Many people think that mathematics is a human invention. For this way of thinking, mathematics is like a language: it can describe real things in the world, but it does not “exist” outside the minds of the people who use it. But the Pythagorean school of thought in ancient Greece had a different point of view. Its defenders believed that reality is fundamentally mathematical. More than 2,000 years later, philosophers and physicists are beginning to take this idea seriously.
Professor Sam Baron of the Australian Catholic University below presents some arguments in favor of the fact that mathematics is an essential component of nature that gives structure to the physical world.
Why Are Bee Hives Hexagonal?
The bees in the hives produce a hexagonal honeycomb. Why?
According to the “honeycomb conjecture” in mathematics, hexagons are the most efficient way to tile the plane. If you want to completely cover a surface using tiles of uniform shape and size, keeping the total length of the perimeter to a minimum, hexagons are the shape to use.
Charles Darwin reasoned that bees have evolved to use this form because it produces the largest cells to store honey and the least energy input to produce wax.
The honeycomb conjecture was first proposed in ancient times, but it was only proven in 1999 by mathematician Thomas Hales.
Cicadas And Prime Numbers
Here is another example. There are two subspecies of North American periodical cicadas that live most of their life in the soil. Then every 13 to 17 years (depending on the subspecies), the cicadas emerge in large swarms over a period of around two weeks.
Why are they 13 and 17 years old? Why not 12 and 14? Or 16 and 18?
One explanation appeals to the fact that 13 and 17 are prime numbers.
Imagine that cicadas have a variety of predators that also spend most of their lives on the ground. Cicadas need to get out of the ground when their predators are inactive.
Suppose there are predators with life cycles of 2, 3, 4, 5, 6, 7, 8, and 9 years. What’s the best way to avoid them all?
Well, compare a 13-year life cycle and a 12-year life cycle. When a cicada with a 12-year life cycle comes out of the ground, the 2-, 3-, and 4-year-old predators will also be off the ground, because 2, 3, and 4 are all evenly divided into 12.
When a cicada with a 13-year life cycle leaves the ground, none of its predators will leave the ground, because none of 2, 3, 4, 5, 6, 7, 8, or 9 is evenly divided into 13. The same is true with 17.
It seems that these cicadas have evolved to exploit basic facts about numbers.
Mathematics: A Creation Or Discovery?
Once we start looking, it’s easy to find other examples. From the shape of soap films to the design of gears in motors to the location and size of the gaps in Saturn’s rings, the math is everywhere.
If mathematics explains so much that we see around us, then it is unlikely that mathematics is something we have created. The alternative is for the mathematical facts to be discovered: not just by humans, but also by insects, soap bubbles, combustion engines, and planets.
Plato’s View On Mathematics
But if we are discovering something, what is it?
The ancient Greek philosopher Plato had an answer. I thought that mathematics describes objects that actually exist – and included numbers and geometric shapes. Today, we could add more complicated math objects — such as groups, categories, functions, fields, and rings — to the list.
Plato also held that mathematical objects exist outside of space and time. However, such a point of view only deepens the mystery of how mathematics explains something since it involves showing how one thing in the world depends on another.

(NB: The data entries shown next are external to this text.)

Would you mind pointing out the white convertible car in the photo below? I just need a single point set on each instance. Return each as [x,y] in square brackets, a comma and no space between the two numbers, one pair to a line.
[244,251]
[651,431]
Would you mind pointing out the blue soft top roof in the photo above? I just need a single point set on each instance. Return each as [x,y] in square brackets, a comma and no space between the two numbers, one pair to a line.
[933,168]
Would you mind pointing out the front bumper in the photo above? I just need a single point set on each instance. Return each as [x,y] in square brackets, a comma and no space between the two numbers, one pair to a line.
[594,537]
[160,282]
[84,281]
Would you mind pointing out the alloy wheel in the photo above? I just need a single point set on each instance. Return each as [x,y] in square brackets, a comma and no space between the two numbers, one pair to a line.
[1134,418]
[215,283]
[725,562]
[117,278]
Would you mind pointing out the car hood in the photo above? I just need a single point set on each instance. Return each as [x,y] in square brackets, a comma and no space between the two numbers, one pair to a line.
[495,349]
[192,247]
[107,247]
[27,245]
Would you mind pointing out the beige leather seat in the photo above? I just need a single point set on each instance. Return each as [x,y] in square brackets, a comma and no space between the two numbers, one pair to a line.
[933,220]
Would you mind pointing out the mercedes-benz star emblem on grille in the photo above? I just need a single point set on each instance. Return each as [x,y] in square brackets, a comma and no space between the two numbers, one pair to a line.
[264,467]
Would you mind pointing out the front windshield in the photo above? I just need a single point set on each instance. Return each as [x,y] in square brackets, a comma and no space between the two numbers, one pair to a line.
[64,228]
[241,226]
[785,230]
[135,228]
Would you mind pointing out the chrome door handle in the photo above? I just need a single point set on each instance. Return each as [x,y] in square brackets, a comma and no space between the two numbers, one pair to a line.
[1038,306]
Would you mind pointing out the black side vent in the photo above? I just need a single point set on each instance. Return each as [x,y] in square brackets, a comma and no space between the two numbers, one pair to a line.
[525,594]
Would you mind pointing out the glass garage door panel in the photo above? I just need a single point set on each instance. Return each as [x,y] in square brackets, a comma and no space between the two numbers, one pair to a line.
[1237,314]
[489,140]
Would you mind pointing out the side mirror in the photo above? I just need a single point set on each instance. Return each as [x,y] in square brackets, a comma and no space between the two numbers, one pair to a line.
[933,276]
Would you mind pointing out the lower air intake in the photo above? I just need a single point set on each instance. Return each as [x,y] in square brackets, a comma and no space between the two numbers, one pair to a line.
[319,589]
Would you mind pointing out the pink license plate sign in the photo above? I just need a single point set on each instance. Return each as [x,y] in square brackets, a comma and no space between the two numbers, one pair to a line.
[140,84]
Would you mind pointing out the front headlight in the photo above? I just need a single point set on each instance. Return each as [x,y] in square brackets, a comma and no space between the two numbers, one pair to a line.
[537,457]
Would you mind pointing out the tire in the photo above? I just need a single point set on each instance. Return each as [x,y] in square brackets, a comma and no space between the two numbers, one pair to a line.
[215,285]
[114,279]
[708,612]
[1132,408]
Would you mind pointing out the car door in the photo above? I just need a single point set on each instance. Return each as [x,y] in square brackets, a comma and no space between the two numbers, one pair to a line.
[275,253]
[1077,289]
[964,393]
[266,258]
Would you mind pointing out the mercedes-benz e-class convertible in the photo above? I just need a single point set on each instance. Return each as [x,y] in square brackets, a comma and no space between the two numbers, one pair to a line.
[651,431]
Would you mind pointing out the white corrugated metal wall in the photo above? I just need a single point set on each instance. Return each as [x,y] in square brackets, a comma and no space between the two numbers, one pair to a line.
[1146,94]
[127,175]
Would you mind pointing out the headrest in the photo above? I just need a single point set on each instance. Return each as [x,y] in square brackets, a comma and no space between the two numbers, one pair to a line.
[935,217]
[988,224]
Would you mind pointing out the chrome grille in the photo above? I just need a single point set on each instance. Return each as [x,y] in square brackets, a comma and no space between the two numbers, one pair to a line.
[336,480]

If mathematical objects exist in a realm apart from the world we live in, they don’t seem capable of relating to anything physical.
The Pythagoreanism
The ancient Pythagoreans agreed with Plato that mathematics describes a world of objects. But, unlike Plato, they did not believe that mathematical objects existed beyond space and time. Instead, they believed that physical reality is made of mathematical objects in the same way that matter is made of atoms.
If reality is made of mathematical objects, it is easy to see how mathematics could play a role in explaining the world around us.
In the last decade, two physicists have mounted important defenses of the Pythagorean position: the Swedish-American cosmologist Max Tegmark and the Australian physicist and philosopher Jane McDonnell.
Tegmark argues that reality is just one big mathematical object. If that sounds strange to you, think about the idea that reality is a simulation. A simulation is a computer program, which is a kind of mathematical object.
McDonnell’s vision is more radical. She thinks that reality is made up of mathematical minds and objects. Mathematics is how the Universe, which is conscious, comes to know itself.
I defend a different vision: the world has two parts, mathematics and matter. Mathematics gives matter its form and matter gives mathematics its substance.
Mathematical objects provide a structural framework for the physical world.
The future of mathematics
It makes sense that Pythagoreanism is being rediscovered in physics.
In the past century, physics has become increasingly mathematical, turning to seemingly abstract fields of research, such as group theory and differential geometry, in an effort to explain the physical world.
As the boundary between physics and mathematics blurs, it becomes more difficult to say which parts of the world are physical and which are mathematics.
But it is strange that philosophers have neglected Pythagoreanism for so long.
I think that is about to change. The time has come for a Pythagorean revolution, one that promises to radically alter our understanding of reality.